Advances in Machine Learning and Data Science

Author : Damodar Reddy Edla,Pawan Lingras,Venkatanareshbabu K.
Publisher : Springer
Page : 380 pages
File Size : 55,8 Mb
Release : 2018-05-16
Category : Technology & Engineering
ISBN : 9789811085697

Get Book

Advances in Machine Learning and Data Science by Damodar Reddy Edla,Pawan Lingras,Venkatanareshbabu K. Pdf

The Volume of “Advances in Machine Learning and Data Science - Recent Achievements and Research Directives” constitutes the proceedings of First International Conference on Latest Advances in Machine Learning and Data Science (LAMDA 2017). The 37 regular papers presented in this volume were carefully reviewed and selected from 123 submissions. These days we find many computer programs that exhibit various useful learning methods and commercial applications.

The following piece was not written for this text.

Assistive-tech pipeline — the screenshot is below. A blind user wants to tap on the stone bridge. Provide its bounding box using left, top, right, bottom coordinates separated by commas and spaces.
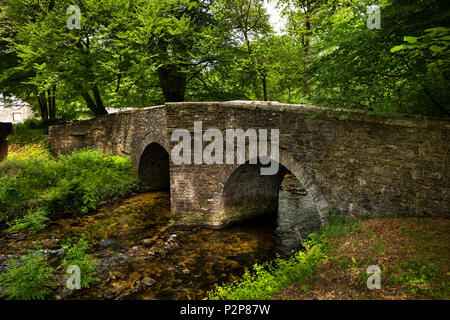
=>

Goal of machine learning is to develop computer programs that can learn from experience. Machine learning involves knowledge from various disciplines like, statistics, information theory, artificial intelligence, computational complexity, cognitive science and biology. For problems like handwriting recognition, algorithms that are based on machine learning out perform all other approaches. Both machine learning and data science are interrelated. Data science is an umbrella term to be used for techniques that clean data and extract useful information from data. In field of data science, machine learning algorithms are used frequently to identify valuable knowledge from commercial databases containing records of different industries, financial transactions, medical records, etc. The main objective of this book is to provide an overview on latest advancements in the field of machine learning and data science, with solutions to problems in field of image, video, data and graph processing, pattern recognition, data structuring, data clustering, pattern mining, association rule based approaches, feature extraction techniques, neural networks, bio inspired learning and various machine learning algorithms.